Battles over Meeting Rooms

Intellectual Freedom Issues

During the last few years there have been two significant court battles over the use of library meeting rooms by religious groups.  One was in California (Faith Center Church Evangelistic Ministries v. Glover) and the other in Ohio (Citizens for Community Values, Inc. V. Upper Arlington Public Library
Board of Trustees).   They came to almost opposite conclusions.

In the California case it was decided that a Library could bar a religious group from using its meeting rooms for worship.  The Ohio decision said “No, you can’t.”  Of course, the decisions themselves were more nuanced that this but, since neither was heard by the Supreme Court, we don’t have a national precedent to guide us.  What should libraries do?

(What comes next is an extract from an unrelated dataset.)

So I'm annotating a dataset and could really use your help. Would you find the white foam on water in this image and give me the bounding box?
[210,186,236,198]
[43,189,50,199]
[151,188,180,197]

First, it seems to me that two extremes are putting us library folks in a bind. Some people seem to want to co-opt public space for religious purposes mostly but not exclusively from an evangelical Christian point of view.  They don’t seem have heard of the separation of church and state.  Another group seems to want to completely exclude anything to do with religion from public space.  They don’t seem to have heard of the freedom of religion.

Libraries are about providing a place where people can read, listen to, view and otherwise access whatever they wish — from serious research to recreation.  In collections of books,videos and CDs this is pretty obvious.  What’s so different about meeting rooms?  If a community group wants to gather in a public room for a legal purpose, why should we care what their point of view is?  As long as no single group or view point is allowed to monopolize a limited resource like a public meeting space what difference should it make to us as keepers of the space?

What  should we do?  Simple, set up a set of content neutral rules that mandate appropriate behavior and apply them to all community groups — dog lovers, cat fanciers, lepidopterists, gun collectors, philatelists, cooks, political parties, advocacy groups, the Klan, even church groups!  This won’t eliminate conflict but it just might keep us out of court.